The tariffs on US flat steel, lamps, pork legs and shoulders, sausages and food preparations, apples, grapes, blueberries, various cheeses - amongst other products - are in retaliations to tariffs announced this week by the Trump Administration.

The countries were exempt from certain worldwide tariffs approved in March, but those exemptions expired today.

Congressman Will Hurd, a former agent with the CIA, is critical of the move, saying it hurts diplomacy between trading partners.

"This is not how you conduct trade policy," he says.  "You should be tough with tough guys and nice with nice guys."

Cong. Hurd (R-Helotes) says it makes no sense for the U.S. to ease up on Chinese technology trade sanctions and, instead, enforce new sanctions on an ally.  He fears it will hit Texas agriculture the first and hardest.

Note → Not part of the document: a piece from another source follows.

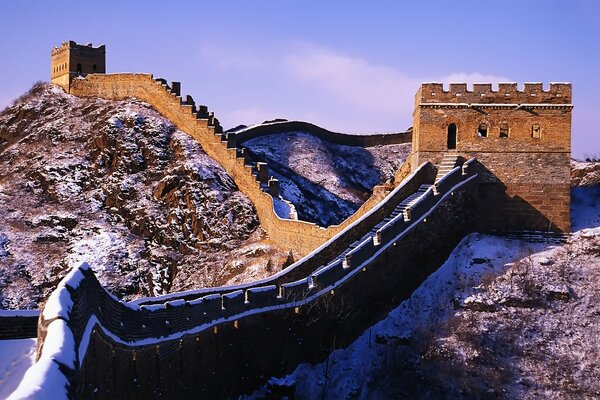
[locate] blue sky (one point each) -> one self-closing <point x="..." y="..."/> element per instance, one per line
<point x="348" y="66"/>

"In Texas there are a couple of million of jobs that depend on trade specifically with Mexico," he explains. "The beef industry? Eighty percent of that goes to Mexico."

Texas exported $232.6 billion in goods to foreign markets in 2016.  The largest trading partner was Mexico, accounting for $92 billion.  Canada was second at $19.9 billion.

The biggest player for Texas was the agricultural industry, where exports totaled $6 billion in 2015, according to the USDA.

Hall says the tariffs come at the worst time.

"There's not much left in the tank," he says.  "The last five years have been pretty tough on Texas farms and ranches."